# OUTPUT TRACKING ALGORITHM


---
Author: **Helvecio B. Leal Neto** & **Alan J. P. Calheiros**\
**National Institute for Space Research - Brazil - (2021)**



## About

This notebook is designed for viewing the tracking results of the storm/precipitation tracking algorithm beta version. The results presented here refer to the tracking of clusters via radar data provided by the GoAmazon project, for the following periods:

**Start**: 2014-09-07 00:00:00

**End**: 2014-09-09 00:00:00

The tracking threshold is:

* **20** dBZ
* inner 1 - ***35*** dBZ
* inner 2 - ***40*** dBZ

Minimum size threshold per cluster:

* **30** pixels
* inner 1 - ***15*** pixels
* inner 2 - ***10*** pixels

## Dependencies libraries

In [5]:
import sys
sys.path.append("../")

import stanalyzer as sta

frame = sta.read_file('../tracks/S201409070000_E201409100000_VDBZc_T20_L5.pkl')
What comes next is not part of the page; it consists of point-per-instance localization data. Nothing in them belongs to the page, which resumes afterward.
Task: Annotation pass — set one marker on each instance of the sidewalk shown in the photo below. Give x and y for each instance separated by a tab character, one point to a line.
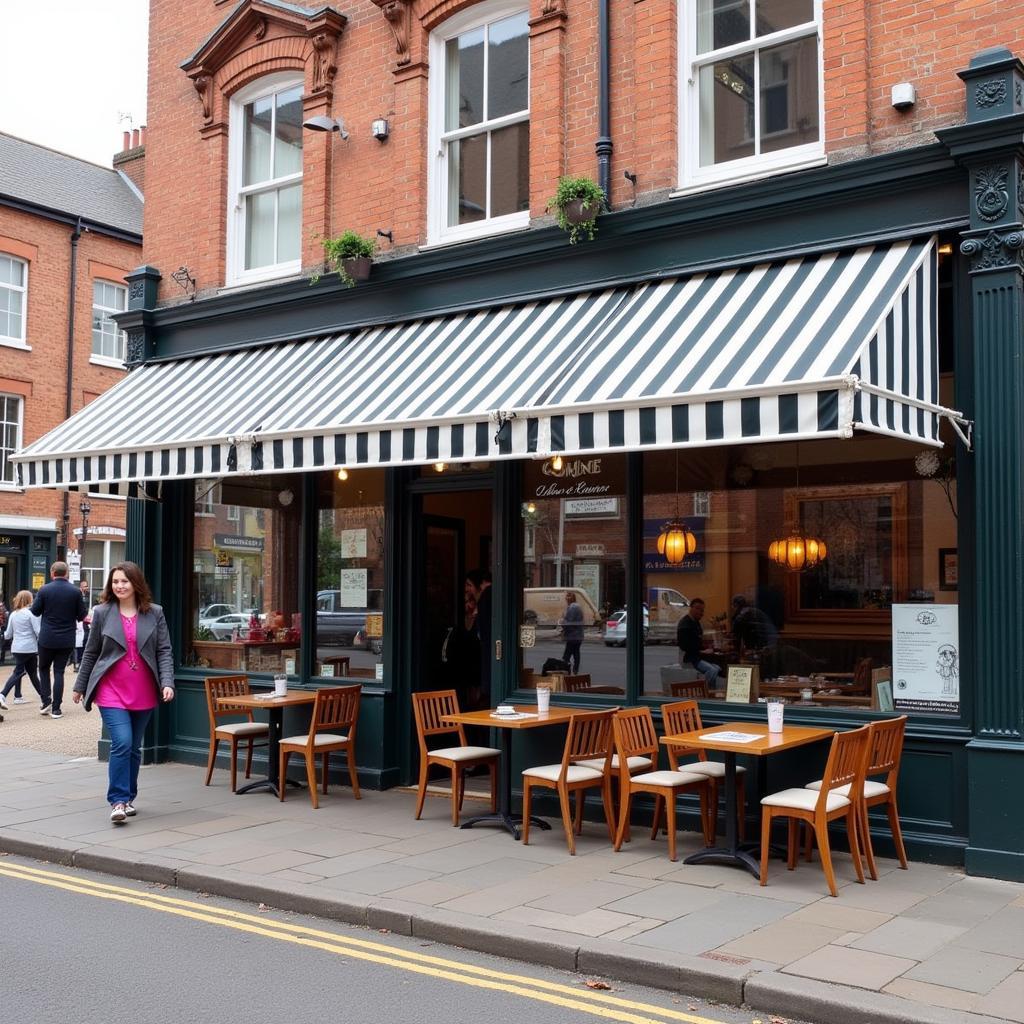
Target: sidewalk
928	944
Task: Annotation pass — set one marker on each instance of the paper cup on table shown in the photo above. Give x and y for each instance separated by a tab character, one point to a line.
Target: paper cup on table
543	699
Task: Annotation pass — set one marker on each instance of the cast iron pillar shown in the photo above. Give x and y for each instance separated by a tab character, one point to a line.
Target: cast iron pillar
990	145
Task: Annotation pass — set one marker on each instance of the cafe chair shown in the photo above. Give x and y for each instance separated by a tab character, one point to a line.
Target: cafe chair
636	737
429	710
248	729
589	739
838	798
886	744
336	713
685	717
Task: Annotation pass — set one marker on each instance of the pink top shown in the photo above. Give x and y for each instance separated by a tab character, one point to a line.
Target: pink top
129	684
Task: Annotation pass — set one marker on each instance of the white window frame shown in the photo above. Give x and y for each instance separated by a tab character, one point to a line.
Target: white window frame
11	341
100	358
438	230
236	254
18	440
693	177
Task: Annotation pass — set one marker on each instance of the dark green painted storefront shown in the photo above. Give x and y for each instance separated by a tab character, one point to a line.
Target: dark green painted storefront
957	771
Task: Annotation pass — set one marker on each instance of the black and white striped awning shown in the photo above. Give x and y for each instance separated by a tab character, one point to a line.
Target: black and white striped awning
806	347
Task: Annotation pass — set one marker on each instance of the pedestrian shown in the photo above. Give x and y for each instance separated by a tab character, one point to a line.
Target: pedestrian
23	631
59	606
572	632
127	670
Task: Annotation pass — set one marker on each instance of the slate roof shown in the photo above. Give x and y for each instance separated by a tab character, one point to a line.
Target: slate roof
35	174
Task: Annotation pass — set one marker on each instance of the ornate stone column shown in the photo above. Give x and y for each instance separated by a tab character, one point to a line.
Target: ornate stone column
990	145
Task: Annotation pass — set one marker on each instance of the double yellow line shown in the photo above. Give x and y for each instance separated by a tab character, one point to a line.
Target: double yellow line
595	1003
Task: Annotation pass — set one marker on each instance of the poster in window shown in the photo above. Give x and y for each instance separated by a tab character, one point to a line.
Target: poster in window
926	657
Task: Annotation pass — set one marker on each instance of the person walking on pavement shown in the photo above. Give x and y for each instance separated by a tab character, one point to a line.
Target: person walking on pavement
126	670
59	606
572	632
23	631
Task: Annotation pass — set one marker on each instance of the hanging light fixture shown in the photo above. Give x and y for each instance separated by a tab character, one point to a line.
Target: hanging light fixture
798	551
676	542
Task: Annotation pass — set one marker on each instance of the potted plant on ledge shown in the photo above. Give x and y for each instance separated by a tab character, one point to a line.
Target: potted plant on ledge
350	255
577	204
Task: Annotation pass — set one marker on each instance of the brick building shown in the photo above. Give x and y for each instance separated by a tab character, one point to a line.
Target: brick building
798	328
70	230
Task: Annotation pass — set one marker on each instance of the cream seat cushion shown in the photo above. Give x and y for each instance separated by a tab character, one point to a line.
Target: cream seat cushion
870	788
804	800
574	773
465	753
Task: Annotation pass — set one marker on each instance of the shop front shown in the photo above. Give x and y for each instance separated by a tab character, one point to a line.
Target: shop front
805	425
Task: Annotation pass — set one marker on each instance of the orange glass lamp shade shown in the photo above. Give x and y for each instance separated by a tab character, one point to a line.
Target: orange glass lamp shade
797	552
676	542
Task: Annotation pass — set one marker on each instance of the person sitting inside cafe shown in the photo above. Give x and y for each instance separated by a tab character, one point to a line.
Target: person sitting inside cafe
689	639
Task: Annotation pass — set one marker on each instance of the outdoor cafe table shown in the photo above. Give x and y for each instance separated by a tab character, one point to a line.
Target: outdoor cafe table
725	739
504	817
275	707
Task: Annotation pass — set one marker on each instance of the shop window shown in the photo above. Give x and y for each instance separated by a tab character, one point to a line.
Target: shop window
350	576
13	288
752	88
245	600
108	339
479	123
265	180
572	616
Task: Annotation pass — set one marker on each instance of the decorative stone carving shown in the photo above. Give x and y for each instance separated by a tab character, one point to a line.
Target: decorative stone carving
398	14
991	192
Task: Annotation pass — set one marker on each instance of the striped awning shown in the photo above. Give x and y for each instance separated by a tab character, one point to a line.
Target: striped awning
815	346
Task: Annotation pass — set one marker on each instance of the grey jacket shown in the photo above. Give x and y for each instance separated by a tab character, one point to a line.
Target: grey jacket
107	645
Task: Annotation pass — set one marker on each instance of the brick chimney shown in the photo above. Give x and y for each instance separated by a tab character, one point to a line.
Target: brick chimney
131	160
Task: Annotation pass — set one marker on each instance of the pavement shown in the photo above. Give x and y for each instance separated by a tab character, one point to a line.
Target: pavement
928	944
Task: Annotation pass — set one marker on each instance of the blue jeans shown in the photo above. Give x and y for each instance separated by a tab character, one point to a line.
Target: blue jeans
126	729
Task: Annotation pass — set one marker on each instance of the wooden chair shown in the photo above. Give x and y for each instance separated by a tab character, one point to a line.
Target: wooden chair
636	737
589	738
846	767
248	729
685	717
429	710
336	714
886	745
693	689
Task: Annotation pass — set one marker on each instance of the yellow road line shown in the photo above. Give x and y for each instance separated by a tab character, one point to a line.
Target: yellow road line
595	1003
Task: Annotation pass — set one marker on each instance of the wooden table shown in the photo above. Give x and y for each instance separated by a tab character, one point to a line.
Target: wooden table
275	706
745	855
555	716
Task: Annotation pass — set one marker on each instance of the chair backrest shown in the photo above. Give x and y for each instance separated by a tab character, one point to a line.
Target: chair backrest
682	717
635	735
429	708
218	687
847	763
887	749
589	737
337	709
692	689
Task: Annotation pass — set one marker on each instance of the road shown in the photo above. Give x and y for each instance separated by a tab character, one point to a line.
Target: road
79	946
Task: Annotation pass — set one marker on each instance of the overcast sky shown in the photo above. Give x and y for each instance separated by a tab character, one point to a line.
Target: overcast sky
73	73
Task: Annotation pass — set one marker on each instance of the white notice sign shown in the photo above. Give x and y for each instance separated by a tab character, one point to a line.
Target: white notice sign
926	657
353	589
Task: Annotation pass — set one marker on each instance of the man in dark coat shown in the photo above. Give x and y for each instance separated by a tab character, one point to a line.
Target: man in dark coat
59	605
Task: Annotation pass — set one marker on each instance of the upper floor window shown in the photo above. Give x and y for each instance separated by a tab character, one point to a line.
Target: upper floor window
13	284
752	88
479	123
10	435
108	338
265	173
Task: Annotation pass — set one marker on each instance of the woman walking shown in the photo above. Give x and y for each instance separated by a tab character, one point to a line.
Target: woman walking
23	631
126	670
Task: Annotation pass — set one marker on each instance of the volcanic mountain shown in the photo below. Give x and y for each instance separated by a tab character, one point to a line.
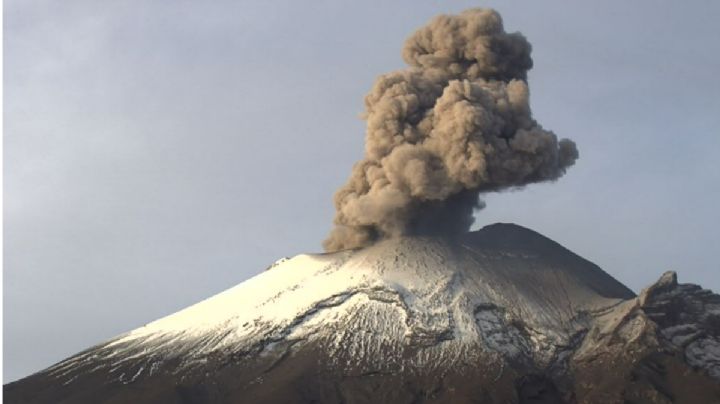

# print(sta.life_cicle(frame))

In [None]:
help(sta.read_file)

In [None]:
import pandas as pd

In [None]:
### PATH
PATH_FILE = '../tracks/S201409070000_E201409100000_VDBZc_T20_L5.pkl'

In [None]:
### Read tracking file
df = sta.read_file(PATH_FILE)
df.head()

In [None]:
sta.life_cicle()

In [None]:
def life_cicle(dframe):
    
    ## Group by uid
    grouped_frame,life_time,uid_,start_,end_ = [],[],[],[],[]
    for group in dframe.groupby(pd.Grouper(key="uid")):
        grouped_frame.append(group)

    ## Calculate by initial time and final time
    for f in range(len(grouped_frame)):
        life_time.append(len(fam_iop1_all_true[f][1]))
        uid_.append(fam_iop1_all_true[f][1].uid.values[0])
        start_.append(fam_iop1_all_true[f][1].timestamp.values[0]),end_.append(fam_iop1_all_true[f][1].timestamp.values[-1])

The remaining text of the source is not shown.